Montaigne, Essais, III, 8, Pléiade, p. 917. L’art de conférer, contre la sottise qui se complaît, les malhabiles pleins de gloire et d’allégresse, qui trompent l’assistance.

Croquette Bernard, Pascal et Montaigne, p. 122. Analyse de ce passage. Le développement sur les heureux n’est pas de même ordre que l’autre : Montaigne dit que la fortune rend parfois les malhabiles heureux dans leurs entreprises, c’est-à-dire qu’ils y réussissent ; et ailleurs, que les sots l’emportent souvent sur les sages, dans leur opinion et dans celle des autres. Pascal supprime la mention aux actions du monde du premier passage. L’imagination prend la place de la fortune ; heureux prend désormais le sens de satisfait. D’autre part, les malhabiles de Montaigne (sottise, opiniâtreté, témérité) deviennent les habiles par imagination ; et la vertu devient prudents et sages. Le lecteur voit se former progressivement une ligue des imaginatifs.

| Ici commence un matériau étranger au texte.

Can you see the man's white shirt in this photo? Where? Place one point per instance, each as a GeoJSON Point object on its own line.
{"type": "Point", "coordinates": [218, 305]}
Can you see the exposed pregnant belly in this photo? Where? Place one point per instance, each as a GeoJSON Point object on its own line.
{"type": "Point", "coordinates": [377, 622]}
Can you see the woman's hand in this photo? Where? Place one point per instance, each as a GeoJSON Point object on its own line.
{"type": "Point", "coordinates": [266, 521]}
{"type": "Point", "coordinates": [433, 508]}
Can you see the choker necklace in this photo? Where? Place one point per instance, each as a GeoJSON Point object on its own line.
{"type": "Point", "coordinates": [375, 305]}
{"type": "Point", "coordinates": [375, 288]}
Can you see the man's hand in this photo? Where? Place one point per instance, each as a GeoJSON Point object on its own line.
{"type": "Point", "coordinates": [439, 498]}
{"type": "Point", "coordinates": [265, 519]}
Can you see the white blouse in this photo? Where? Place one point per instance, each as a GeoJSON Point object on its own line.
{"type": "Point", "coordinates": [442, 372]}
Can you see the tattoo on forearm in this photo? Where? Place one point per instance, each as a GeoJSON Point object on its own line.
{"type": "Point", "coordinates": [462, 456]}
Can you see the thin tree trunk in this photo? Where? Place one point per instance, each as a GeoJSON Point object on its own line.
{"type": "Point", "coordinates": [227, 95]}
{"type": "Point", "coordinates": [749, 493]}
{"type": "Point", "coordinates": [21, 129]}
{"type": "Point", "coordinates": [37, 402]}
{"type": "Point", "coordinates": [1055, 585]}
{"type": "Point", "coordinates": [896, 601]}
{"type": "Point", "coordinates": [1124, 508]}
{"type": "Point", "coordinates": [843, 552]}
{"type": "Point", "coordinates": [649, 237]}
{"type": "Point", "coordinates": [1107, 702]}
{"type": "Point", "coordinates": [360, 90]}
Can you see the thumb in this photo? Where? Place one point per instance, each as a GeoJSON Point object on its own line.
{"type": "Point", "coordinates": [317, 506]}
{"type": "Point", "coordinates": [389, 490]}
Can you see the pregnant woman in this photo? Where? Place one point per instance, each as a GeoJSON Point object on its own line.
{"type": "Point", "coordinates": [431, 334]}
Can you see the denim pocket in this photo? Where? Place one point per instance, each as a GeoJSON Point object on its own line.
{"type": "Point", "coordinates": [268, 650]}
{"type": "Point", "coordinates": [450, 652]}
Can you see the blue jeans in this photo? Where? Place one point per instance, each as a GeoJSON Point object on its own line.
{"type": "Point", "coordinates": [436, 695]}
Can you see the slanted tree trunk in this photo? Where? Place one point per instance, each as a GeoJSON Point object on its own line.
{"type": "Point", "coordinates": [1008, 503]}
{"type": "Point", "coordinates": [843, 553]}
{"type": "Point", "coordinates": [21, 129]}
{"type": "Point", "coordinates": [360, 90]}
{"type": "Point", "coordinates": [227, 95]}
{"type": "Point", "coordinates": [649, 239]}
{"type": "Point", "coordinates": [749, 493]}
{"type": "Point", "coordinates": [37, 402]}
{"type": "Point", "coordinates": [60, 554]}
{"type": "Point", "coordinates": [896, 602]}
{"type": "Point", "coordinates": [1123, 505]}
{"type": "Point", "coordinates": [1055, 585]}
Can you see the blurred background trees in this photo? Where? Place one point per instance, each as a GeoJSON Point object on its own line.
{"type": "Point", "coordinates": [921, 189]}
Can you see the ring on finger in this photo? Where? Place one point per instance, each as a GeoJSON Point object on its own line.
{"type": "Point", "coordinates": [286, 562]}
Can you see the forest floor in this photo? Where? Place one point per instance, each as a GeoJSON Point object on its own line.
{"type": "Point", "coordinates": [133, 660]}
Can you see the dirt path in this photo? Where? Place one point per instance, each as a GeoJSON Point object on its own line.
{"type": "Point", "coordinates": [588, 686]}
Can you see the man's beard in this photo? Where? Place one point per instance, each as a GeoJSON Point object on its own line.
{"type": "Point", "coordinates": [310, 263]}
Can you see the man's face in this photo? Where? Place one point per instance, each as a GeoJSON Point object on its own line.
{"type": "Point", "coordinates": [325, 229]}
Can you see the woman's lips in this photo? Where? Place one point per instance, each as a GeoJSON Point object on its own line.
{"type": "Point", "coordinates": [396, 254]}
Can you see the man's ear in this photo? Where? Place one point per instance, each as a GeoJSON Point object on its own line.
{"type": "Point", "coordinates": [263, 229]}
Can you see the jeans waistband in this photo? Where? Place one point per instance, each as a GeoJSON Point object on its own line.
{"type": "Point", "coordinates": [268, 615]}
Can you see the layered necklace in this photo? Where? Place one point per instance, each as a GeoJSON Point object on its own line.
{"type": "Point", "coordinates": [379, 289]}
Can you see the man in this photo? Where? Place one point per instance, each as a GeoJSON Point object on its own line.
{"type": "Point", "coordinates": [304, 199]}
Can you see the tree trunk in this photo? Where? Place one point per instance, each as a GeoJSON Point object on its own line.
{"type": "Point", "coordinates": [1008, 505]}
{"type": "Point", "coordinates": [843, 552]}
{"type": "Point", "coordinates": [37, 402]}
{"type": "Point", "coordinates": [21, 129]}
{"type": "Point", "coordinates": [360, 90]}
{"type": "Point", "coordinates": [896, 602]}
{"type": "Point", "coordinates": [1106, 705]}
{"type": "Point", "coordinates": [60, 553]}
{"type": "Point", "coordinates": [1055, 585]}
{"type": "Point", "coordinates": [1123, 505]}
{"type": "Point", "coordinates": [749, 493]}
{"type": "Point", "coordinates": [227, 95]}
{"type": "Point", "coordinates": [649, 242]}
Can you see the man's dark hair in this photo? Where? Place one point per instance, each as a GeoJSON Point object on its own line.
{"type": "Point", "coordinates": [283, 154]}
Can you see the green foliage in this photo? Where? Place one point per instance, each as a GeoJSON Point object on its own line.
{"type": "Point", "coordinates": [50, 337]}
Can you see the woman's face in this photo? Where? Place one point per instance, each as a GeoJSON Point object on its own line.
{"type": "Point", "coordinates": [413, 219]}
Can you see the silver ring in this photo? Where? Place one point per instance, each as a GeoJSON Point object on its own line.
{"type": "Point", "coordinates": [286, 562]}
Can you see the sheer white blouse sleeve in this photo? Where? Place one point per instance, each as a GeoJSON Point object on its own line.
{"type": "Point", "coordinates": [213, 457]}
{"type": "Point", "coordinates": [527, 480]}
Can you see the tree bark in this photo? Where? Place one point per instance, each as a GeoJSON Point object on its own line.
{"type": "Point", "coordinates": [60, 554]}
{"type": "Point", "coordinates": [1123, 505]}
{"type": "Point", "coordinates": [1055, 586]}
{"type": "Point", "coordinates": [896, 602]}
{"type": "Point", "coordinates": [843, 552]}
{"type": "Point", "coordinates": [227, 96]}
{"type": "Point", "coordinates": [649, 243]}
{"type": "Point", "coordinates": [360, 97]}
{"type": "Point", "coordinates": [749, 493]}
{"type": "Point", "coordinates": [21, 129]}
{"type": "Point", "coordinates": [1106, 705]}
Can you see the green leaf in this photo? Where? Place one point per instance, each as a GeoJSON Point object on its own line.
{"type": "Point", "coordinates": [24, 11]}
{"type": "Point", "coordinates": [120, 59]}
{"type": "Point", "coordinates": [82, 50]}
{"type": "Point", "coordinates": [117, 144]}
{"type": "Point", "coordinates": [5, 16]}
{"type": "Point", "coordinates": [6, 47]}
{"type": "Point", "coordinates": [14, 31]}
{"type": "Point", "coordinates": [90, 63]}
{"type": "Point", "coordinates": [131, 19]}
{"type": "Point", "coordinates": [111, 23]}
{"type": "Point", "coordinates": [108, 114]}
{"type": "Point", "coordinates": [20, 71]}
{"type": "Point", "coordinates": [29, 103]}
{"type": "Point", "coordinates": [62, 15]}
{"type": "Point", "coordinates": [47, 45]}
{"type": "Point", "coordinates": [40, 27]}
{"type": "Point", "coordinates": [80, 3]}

Les habiles par imagination reviendront dans Raisons des effets, avec les demi-habiles.

Voir Jungo Dom Michel, Le vocabulaire de Pascal, p. 90.

 

Elle ne peut rendre sages les fous, mais elle les rend heureux, à l’envi de la raison, qui ne peut rendre ses amis que misérables, l’une les couvrant de gloire, l’autre de honte.

Qui dispense la réputation, qui donne le respect et la vénération aux personnes, aux ouvrages, aux lois, aux grands, sinon cette faculté imaginante ? Combien toutes les richesses de la terre insuffisantes sans son consentement.

 

Faculté imaginante : voir Ferreyrolles, Les reines du monde, p. 124. Pascal ne désigne jamais la coutume comme une faculté ; en revanche, le mot revient deux fois pour l’imagination. Définition de Richelet : faculté de l’âme pour concevoir les choses sensibles.

Susini Laurent, L’écriture de Pascal. La lumière et le feu. La « vraie éloquence » à l’œuvre dans les Pensées, p. 285 sq.

L’imagination et le jeu social

 

Ferreyrolles Gérard, Les reines du monde, p. 248 sq. L’imagination n’intervient pas seulement pour poser les règles du jeu politique et social, elle est aussi ce qui les fait observer, de sorte qu’elle est paradoxalement facteur d’ordre dans les relations entre les hommes. L’empire fondé sur l’opinion et l’imagination a l’avantage d’être doux et volontaire ; l’exhibition des armées évite d’utiliser la force militaire dans une répression violente : p. 251.